Das letzte Geschenk. Abraham (Miguel Ángel Solá) war sein Leben lang Schneider. Nun wollen die Töchter den 88-Jährigen in ein Heim stecken - und er haut kurzerhand ab aus Buenos Aires. Im Gepäck hat der Jude, der am Ende des Zweiten Weltkrieges von einem Polen gerettet wurde, den letzten Anzug, den er von Hand hergestellt hat. Den möchte er seinem Lebensretter schenken. Auf seiner Reise durch Europa begegnen ihm allerlei besondere Gestalten - vom abgebrannten Musiker bis zur Anthropologin, die Abraham hilft, Deutschland zu durchqueren, ohne wieder einen Fuß auf deutschen Boden zu setzen.

Glassboy. Pino (Andrea Arru) ist Bluter, leidet also unter Hämophilie, weshalb ihn seine überfürsorglichen Eltern praktisch von der Außenwelt isolieren. Im Kinderfilm von Samuele Rossi wehrt sich Pino allerdings gegen die Helikopterelternschaft und folgt seinem Freiheitsdrang. Er möchte ein großes Abenteuer bestehen, um allen zu zeigen, dass er wie jedes andere Kind leben kann.
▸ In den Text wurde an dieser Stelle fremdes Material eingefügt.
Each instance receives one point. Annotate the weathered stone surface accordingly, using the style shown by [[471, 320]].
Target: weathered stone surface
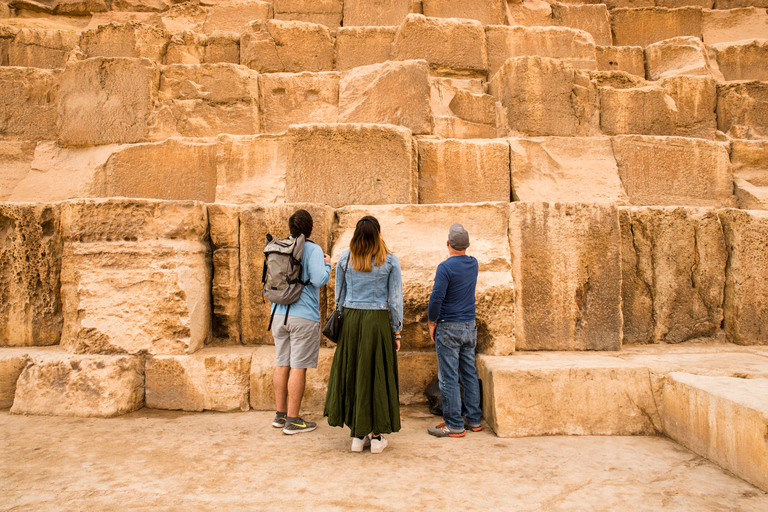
[[362, 46], [280, 46], [135, 277], [660, 171], [672, 300], [323, 156], [571, 46], [719, 26], [61, 384], [28, 103], [563, 169], [450, 46], [213, 379], [746, 282], [417, 235], [30, 274], [395, 93], [130, 39], [207, 100], [630, 59], [544, 96], [288, 98], [641, 27], [255, 223], [744, 60], [106, 100], [742, 109], [447, 166], [721, 418]]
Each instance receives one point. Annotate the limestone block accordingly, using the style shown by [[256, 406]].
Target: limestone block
[[387, 13], [298, 98], [213, 379], [534, 395], [28, 103], [292, 46], [672, 300], [205, 100], [571, 46], [130, 39], [106, 100], [447, 166], [593, 19], [744, 60], [742, 109], [30, 273], [543, 96], [562, 169], [41, 48], [136, 277], [251, 169], [746, 282], [660, 171], [395, 93], [61, 384], [641, 27], [417, 235], [321, 157], [450, 46], [491, 12], [734, 24], [362, 46], [721, 418], [630, 59], [255, 223]]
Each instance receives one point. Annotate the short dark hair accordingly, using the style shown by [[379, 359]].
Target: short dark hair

Willi und die Wunderkröte. Praktisch jedes Kind kennt Willi, den Welterklärer. Dieses Mal ist Willi Weitzel auf der Spur der Amphibien unterwegs und erklärt kindgerecht, was Frösche so alles draufhaben und warum sie vom Aussterben bedroht sind. So wurde im Dorf der 11-jährigen Luna (Ellis Drews) der Froschteich zugeschüttet. Die Frösche konnte die Kleine zwar retten, aber es bleibt Willi, Luna und deren Oma (Suzanne von Borsody), einer Amphibienforscherin, nur mehr wenig Zeit, ein neues Zuhause für sie zu finden.

Nick Cave & Warren Ellis: This Much I Know to Be True. Nick Cave und Warren Ellis verbindet eine fruchtbare kreative Partnerschaft. Für "This Much I Know To Be True" zeigt Regisseur Andrew Dominik die beiden Ausnahmekünstler nun im Musikporträt. Beim konventionellen Dokumentarformat bleibt das Ganze nicht, lassen die beiden Musiker doch die Songs ihrer letzten Studioalben "Ghosteen" und "Carnage" vor der Kamera zu monumentalen Videos visuell erwachen.